Mark Cuban predicted an army of young people would have to spread AI — and tech gurus agree
Tom Williams/CQ-Roll Call, Inc via Getty Images
- Mark Cuban says implementing AI will be a generational job opportunity for young people.
- Over the weekend, AI experts picked up on Cuban's prediction during an interview last year.
- The tech billionaire said students should learn various AI tools and how companies can use them.
Mark Cuban expects legions of workers will be needed to implement AI at companies, creating a huge opportunity for tech-savvy young people.
The tech billionaire and former "Shark Tank" investor made the prediction during an August interview with TBPN, a tech talk show and podcast.
AI guru Rohan Paul shared a clip of Cuban's comments over the weekend, which was widely reposted; Cuban himself shared three responses from other AI gurus on his X feed.
One declared it the "MOST underrated clip on the internet right now." Another drew a parallel to Salesforce and the millions of administrative and integration roles it spawned. A third heralded a shift from generic software to customized intelligence.
Cuban told TBPN that when he was 24, he would walk into companies and executives would point to their secretaries and receptionists and say they didn't need a PC. Cuban recognized that as an opportunity to sell old-school bosses on the benefits of computers and teach them how to use them.
He said it's a similar situation with the latest tech wave, which some believe will render millions of human workers obsolete and trigger mass unemployment.

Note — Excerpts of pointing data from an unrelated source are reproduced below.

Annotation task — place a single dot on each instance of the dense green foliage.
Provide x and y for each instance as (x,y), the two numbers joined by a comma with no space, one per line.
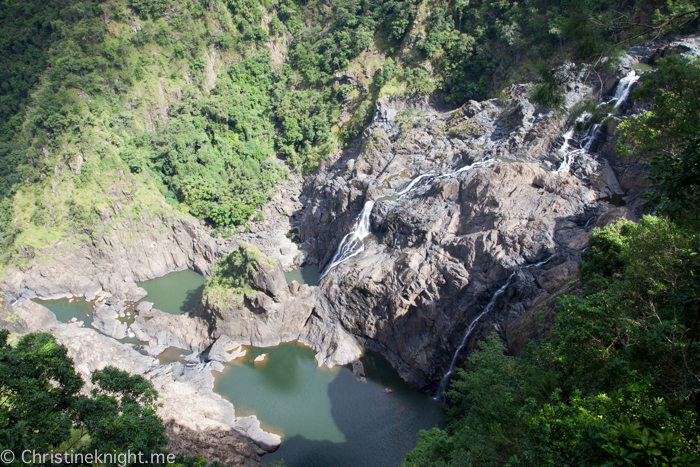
(668,137)
(42,409)
(189,102)
(616,382)
(232,276)
(476,47)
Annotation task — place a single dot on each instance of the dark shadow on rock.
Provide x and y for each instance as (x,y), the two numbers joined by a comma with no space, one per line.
(192,299)
(380,421)
(227,447)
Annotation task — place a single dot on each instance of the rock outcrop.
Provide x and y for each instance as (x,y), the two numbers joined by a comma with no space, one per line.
(198,421)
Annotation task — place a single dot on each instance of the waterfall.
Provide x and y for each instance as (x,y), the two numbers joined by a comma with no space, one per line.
(568,157)
(624,87)
(622,93)
(414,183)
(475,165)
(590,136)
(446,379)
(352,244)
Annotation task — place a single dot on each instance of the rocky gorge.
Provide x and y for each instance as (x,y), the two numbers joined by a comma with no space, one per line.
(461,204)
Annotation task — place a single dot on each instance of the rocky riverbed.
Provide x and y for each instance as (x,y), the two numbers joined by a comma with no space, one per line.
(459,204)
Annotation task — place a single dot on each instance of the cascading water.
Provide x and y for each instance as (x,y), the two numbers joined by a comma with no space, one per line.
(624,87)
(412,185)
(446,379)
(568,157)
(622,93)
(352,244)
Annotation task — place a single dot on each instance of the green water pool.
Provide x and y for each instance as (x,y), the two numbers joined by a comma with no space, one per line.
(175,293)
(327,417)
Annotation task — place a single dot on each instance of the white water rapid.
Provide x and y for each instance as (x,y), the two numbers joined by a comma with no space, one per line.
(352,244)
(622,93)
(446,379)
(568,156)
(624,87)
(414,183)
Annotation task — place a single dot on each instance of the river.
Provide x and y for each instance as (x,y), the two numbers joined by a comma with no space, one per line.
(326,417)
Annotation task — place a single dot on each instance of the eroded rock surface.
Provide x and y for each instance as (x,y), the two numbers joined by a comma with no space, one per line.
(196,418)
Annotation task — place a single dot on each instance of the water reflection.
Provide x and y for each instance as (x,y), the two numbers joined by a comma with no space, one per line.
(326,416)
(176,293)
(307,274)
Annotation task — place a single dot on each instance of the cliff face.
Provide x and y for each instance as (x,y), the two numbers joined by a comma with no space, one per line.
(441,226)
(438,253)
(420,224)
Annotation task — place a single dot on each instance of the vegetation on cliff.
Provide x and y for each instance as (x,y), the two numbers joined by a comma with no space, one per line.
(616,382)
(231,277)
(142,106)
(43,410)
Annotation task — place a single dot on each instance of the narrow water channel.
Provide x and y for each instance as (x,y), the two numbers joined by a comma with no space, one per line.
(307,274)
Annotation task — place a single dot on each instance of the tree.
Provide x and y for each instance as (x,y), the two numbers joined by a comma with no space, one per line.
(668,137)
(42,408)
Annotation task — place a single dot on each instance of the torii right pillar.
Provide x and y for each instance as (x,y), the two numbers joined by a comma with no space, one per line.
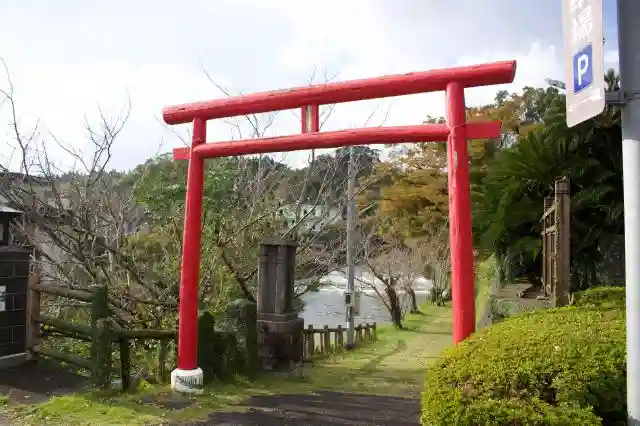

Cuban said he advises high-school and college students to not just "learn all you can about AI, but learn more on how to implement them in companies."
Cuban, a minority owner of the Dallas Mavericks, said that tens of millions of US companies don't have AI budgets or AI experts.
"This is where kids getting hired coming out of college are really going to have a unique opportunity," he said. They should spend their free time learning how to use different AI tools, make AI videos, and customize AI models so they can teach business leaders in any industry how to harness the tech, he added.
"That is every single job that's going to be available for kids coming out of school because every single company needs that," Cuban said. "There is nothing intuitive for a company to integrate AI and that's what people don't understand."
Cuban emphasized the opportunity isn't limited to software engineers. Many older workers are "afraid" to ask complex questions to AI models, he said, unlike "kids coming out of school today that are fearless in the questions they ask and the followups and their ability to prompt."
"That's jobs for everybody," he added.